The paper (arxiv.org/abs/2007.07399) is an interrogation of how datasets in ML are made and their influence. It motivates having genealogical methods for datasets to trace their history and ensure that users are aware of the biases they introduce into downstream applications.
"... the concerns with datasets go much far beyond the statistical properties of who is represented, and that's what we're really trying to do with this paper. The examination of ImageNet both from the categorical and the distributional sides is what sparked our research ..."
"The first Q is trying to understand how dataset developers motivate the decisions that go into the dataset creation. The idea was to read [the dataset artifacts] as texts and understand the values, motivations, and assumptions based on what is said and unsaid within the texts."
"Some interesting patterns which are not not too surprising but are a little disheartening is basically zero papers talking about IRB approval. The only papers that discuss IRB approval processes are review papers. I think only one paper discussed ethical considerations."
"The vast majority of dataset publications don't foreground the dataset as a core contribution. So even though datasets are really fundamental to machine learning, we don't value the construction of datasets like we value algorithmic and modeling contributions."
"There's a history of making these data sets.
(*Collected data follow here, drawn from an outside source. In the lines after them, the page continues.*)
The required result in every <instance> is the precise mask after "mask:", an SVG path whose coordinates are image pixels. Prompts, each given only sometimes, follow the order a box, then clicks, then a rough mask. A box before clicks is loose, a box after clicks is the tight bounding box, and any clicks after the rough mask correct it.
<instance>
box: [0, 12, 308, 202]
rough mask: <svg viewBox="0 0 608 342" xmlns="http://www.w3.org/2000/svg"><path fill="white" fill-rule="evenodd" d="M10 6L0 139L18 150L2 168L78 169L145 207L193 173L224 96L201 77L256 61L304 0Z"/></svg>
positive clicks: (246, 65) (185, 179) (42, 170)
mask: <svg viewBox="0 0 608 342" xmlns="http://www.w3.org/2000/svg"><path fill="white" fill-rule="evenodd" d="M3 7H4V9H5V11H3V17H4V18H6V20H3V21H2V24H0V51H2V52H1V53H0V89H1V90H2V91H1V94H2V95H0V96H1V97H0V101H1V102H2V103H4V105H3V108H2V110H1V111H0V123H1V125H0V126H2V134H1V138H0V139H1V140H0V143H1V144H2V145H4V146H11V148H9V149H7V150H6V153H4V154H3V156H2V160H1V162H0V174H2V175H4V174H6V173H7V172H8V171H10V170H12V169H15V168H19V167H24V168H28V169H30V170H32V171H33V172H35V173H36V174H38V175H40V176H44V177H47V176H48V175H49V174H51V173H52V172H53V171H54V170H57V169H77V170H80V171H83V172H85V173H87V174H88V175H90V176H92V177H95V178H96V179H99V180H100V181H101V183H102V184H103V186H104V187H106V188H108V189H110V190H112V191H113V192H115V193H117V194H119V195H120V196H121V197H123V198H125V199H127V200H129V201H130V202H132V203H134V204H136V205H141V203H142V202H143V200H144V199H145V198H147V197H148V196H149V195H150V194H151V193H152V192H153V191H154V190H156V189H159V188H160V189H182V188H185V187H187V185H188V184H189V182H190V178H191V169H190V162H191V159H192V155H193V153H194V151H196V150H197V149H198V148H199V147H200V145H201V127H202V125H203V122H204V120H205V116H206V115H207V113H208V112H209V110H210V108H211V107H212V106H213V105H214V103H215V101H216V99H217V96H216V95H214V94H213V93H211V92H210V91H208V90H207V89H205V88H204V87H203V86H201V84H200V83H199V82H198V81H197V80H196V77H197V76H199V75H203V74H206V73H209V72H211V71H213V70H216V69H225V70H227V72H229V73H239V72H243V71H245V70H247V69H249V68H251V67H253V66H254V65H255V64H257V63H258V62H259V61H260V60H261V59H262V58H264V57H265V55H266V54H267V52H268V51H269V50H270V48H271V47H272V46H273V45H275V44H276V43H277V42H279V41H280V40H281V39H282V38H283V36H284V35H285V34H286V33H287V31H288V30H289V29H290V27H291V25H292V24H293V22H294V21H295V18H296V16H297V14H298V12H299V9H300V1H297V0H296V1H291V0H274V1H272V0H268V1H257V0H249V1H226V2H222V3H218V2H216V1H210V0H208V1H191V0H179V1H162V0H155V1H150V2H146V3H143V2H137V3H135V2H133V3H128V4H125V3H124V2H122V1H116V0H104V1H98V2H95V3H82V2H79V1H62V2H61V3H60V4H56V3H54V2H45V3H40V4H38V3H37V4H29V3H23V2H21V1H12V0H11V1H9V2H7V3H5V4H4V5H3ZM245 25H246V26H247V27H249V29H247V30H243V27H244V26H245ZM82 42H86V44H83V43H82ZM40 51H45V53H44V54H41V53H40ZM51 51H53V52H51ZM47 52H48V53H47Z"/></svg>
Well, what are the things that people bring to the table when they do that? If we can understand that, then we can see where the deficiencies are that could lead to things going forward that are just better approaches."
"I would love somebody to take away from this paper that datasets are situated. It's not just the perspectives of the creators but also the socio-technical processes like search engines and the time+place particulars that filter through in the act of creation."